Among the self-assessments I’ve taken, the Clifton
Strengthsfinder has been my favorite. My top five strengths are Ideation,
Adaptability, Learning, Communication, and Connectedness. It was a
head-slapping moment of revelation when I discovered this natural skill set,
and how little of it I was using in the jobs I held over the years. I learned
that you are who you are and it’s best to try to be your best at that, not
something else. Which is why my goal to go from 185 to 225lbs was a losing
proposition from the start.
Gaining weight has never been among my strengths. In high
school I was 6 feet tall and 155lbs. I was recruited by the track team to be a
pole for the polevaulting event. In college I ballooned to 165 and had to put
away my 28” waist pants. All of them. They rode a little high anyway. As the
sedentary life of adulthood and middle age set in, my body seemed to settle at
183, give or take a couple. The biggest I got was a temporary foray into the
high 180s. Didn’t matter how active I was or what I ate. That was just what my
metabolism maintained. That and a general disinterest in food would be the main
reasons.
Being in an odd mental state overall for the past 6 months,
I was groping around for goals when 2015 rolled in. Gaining 40 pounds seemed
like a good test of will, mind over matter. My hope was that, when coupled with
my workout routine, I might see some weight gains in areas other than my
middle. I’ve always had skinny, birdlike legs, which my daughter recently
described as being “the kind that girls would like to have.” So I had that
going for me.
I started at the beginning of the year, late January, I
think. The exciting thing became wondering what Mike v225 would look like --
Chris Hemsworth or Jonah Hill? Day after day I ate as much as I could,
indiscriminately. I ate until it hurt. “Second breakfast” was one of my
favorite meals. Slowly, ever so slowly, the scale crept up into the 190s. But
it was going too slowly. I was frustrated and nearly gave up. I turned to my
wife for support and encouragement, but surprisingly did not get any. There I
am, pouring my heart to her about all my effort, all that fried food and ice
cream and steak that went in, without much to show for it. I could tell she
wanted to say something, but instead she just shook her head and walked off. “I
guess I’m on my own,” I thought bitterly.
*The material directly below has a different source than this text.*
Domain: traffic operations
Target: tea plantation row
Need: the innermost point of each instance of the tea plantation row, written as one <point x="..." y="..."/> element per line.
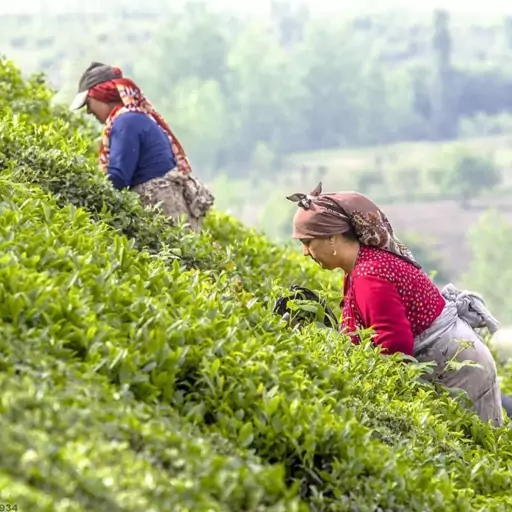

Time to find out what I was made of. I kept eating, kept
pushing myself, kept shoveling it in until I dropped from the table in
exhaustion, which for some reason irritated my wife to no end. Then one day, I
hit it – 200 pounds! A breakthrough! This renewed my spirits, and over the next
few weeks I continued the battle until I plateaued at 204.6 pounds. That was
it. I hit the wall, and that wall’s name was 205.
One look in the mirror gave me the answer I asked at the
start, and the answer was “Jonah Hill”. Actually, Jonah Hill’s top half on
Orlando Bloom’s bottom half. Win win! I resemble two movie stars. One of the
drawbacks to gaining 20 pounds is that your pants don’t fit any more. I mean,
not even if I sucked in my gut and held my breath all day. Why didn’t someone
tell me about this before? Again I went to my wife for support and advice, and
again she offered none. At least this time she was in a better mood and laughed
as she walked off.
If I were to get a job now, I’d have to wear the only pair
of dress pants that currently fit me every day. Shirts are no problem, as the men’s clothing
industry assumes that every man is shaped like a rain barrel. When I was at 185, tucking in a
shirt meant wadding it up in the back to avoid having this bloom of bunching
shirt material all the way around my waist. So now it was either buy a bunch of new
pants or slim down again.
That was when I discovered something else: It’s hard to lose
weight. Why didn’t someone tell me about this before?